Moreover, you're likely already doing some form of training. You're building product videos, writing "why do you need our company" explainers, and authoring blog posts that describe your problem space.

It's a matter of repurposing all your content in a different form. (Content repurposing is a constant theme of mine!)

This does take work, but it's less daunting than building a full syllabus and training from scratch. And it's work that's worth it if it builds deeper relationships with your customers.

When getting started, identifying a Developer Advocate with desire to own and tackle big projects is a wonderful way to empower an employee and watch them grow. It also bridges the content gap between information you already have and what you need to build in order to flesh out your first foray into training content.

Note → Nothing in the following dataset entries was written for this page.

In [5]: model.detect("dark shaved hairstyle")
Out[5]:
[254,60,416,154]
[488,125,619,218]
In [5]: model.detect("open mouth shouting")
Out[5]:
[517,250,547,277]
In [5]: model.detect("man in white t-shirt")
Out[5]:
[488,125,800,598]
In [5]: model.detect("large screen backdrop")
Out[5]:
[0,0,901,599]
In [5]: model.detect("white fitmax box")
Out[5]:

The scalability of embedded training

You may be tempted to create training and make it available on YouTube and your docs. And, yes, you should make great content available on both.

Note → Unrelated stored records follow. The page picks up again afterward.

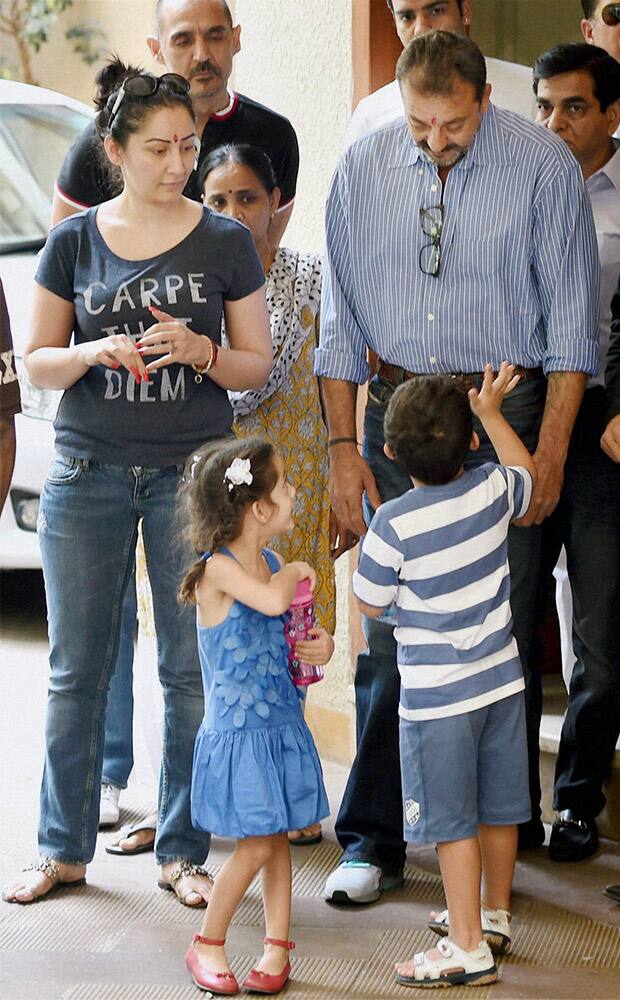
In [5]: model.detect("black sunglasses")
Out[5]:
[107,73,189,128]
[601,3,620,28]
[418,205,443,278]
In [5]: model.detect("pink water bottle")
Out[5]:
[284,577,323,687]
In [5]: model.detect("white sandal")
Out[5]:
[428,907,512,955]
[396,938,498,988]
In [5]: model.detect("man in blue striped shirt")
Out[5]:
[315,32,598,902]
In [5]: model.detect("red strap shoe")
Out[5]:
[185,934,239,997]
[242,938,295,994]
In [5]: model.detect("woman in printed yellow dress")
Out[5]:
[199,144,339,844]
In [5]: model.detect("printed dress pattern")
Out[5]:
[230,247,336,634]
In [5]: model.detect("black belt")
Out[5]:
[377,358,543,389]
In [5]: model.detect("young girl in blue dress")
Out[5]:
[180,438,334,995]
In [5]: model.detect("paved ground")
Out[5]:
[0,580,620,1000]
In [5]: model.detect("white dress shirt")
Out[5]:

But training content, organized into a syllabus, with tests and a linear flow (module 1, followed by module 2, module 3, and module 4), is different than video and docs. With training content, you are providing pedagogical background on a topic of interest, with your product positioned as a way to gain efficiency in addressing that topic.

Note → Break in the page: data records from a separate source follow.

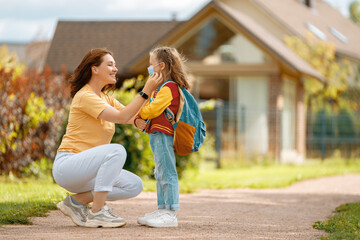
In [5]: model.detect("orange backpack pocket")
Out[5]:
[174,121,195,156]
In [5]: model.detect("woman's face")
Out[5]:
[93,54,118,85]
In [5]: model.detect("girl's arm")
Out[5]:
[140,86,173,119]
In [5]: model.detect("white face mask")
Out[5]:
[148,63,160,77]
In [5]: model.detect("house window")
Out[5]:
[329,27,349,43]
[178,17,270,65]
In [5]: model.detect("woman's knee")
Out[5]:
[111,144,127,159]
[129,176,143,197]
[108,144,127,168]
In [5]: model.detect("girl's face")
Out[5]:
[149,54,165,81]
[149,54,161,73]
[93,54,118,85]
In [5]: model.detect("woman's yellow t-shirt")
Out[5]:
[58,84,124,153]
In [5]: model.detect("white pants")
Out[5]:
[53,144,143,201]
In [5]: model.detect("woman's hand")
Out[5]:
[142,72,163,96]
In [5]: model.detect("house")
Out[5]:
[46,0,360,162]
[0,41,50,71]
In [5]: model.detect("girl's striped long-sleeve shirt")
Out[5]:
[140,82,180,135]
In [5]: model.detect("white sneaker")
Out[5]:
[138,209,166,225]
[56,193,89,226]
[85,205,126,228]
[146,210,178,227]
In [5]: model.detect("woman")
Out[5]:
[53,48,162,227]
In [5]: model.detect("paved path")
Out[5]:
[0,175,360,240]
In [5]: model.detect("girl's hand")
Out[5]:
[143,72,163,96]
[134,118,146,131]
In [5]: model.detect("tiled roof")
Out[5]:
[46,21,180,74]
[254,0,360,59]
[214,2,325,81]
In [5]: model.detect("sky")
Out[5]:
[0,0,354,43]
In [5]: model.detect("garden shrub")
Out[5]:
[0,46,70,175]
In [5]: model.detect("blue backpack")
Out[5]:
[159,80,206,156]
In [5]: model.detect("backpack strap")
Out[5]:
[158,79,180,124]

I love to embed this training within the product itself so that customers have to sign up for the product in order to gain access to the training. To do this, the product must have the notion of accounts and sub-accounts so that you can begin to map out the organization as people use it. You need invite mechanisms so that one user can invite others to join your product.

With these product building blocks, you can now enable your primary stakeholder to invite others in the company to sign up, join their team, and access the training. These attendees may never enter into a paying relationship with you themselves, but they will have accounts, you will have email addresses, and you will be able to maintain a relationship, even if digital only, with them as they use your product.

On-site training can still be valuable

On-site training may seem antiquated, but if you're later stage and have the resources, building a team that offers on-site training for customers is immensely valuable. In the remote-first era, you can pick a location near the company's ostensible headquarters and encourage their teams to fly in and receive the training. You can work with your stakeholder to identify attendees, invite neighboring teams, and start building profiles of everyone at your client.

On-site training is time-consuming, but high-touch. If you have a high price point, enterprise product, it can be an incredible value-add to the business relationship. The cost of training may be negligible compared to the opportunity of new business within and across your existing accounts.

Training formats

Start small and grow from there.

Training can take on many forms, but fortunately if you follow my mantra of content repurposing, it won't be as complicated as you imagine:

  • Short, bite-sized videos organized into larger modules, which in turn are organized into sections. Short video is imperative. We all have Zoom fatigue. Enable people to watch your videos in 5-10 minute chunks. Video is great for technical explanations.
  • Don't forget written content. For background topics, give people background reading. Reuse your blog posts and whitepapers. Take your EBooks, slap a different cover on the front, and offer them as pre-reads.
  • Infographics and interactive content are also really good ways to break up the monotony of training.
  • Hands-on exercises. You can easily repurpose your tutorials into exercises developers need to do to demonstrate mastery of a topic.

Use data to understand where people are spending the most time. Build more content for these modules. Give the people what they want.

Summary

Training is a powerful tool to help you build stronger business relationships with your cloud customers. It's a customer-friendly way to give developers pertinent information about your problem space and establish your technical bonafides. And it's a fantastic way to gain intelligence about your accounts.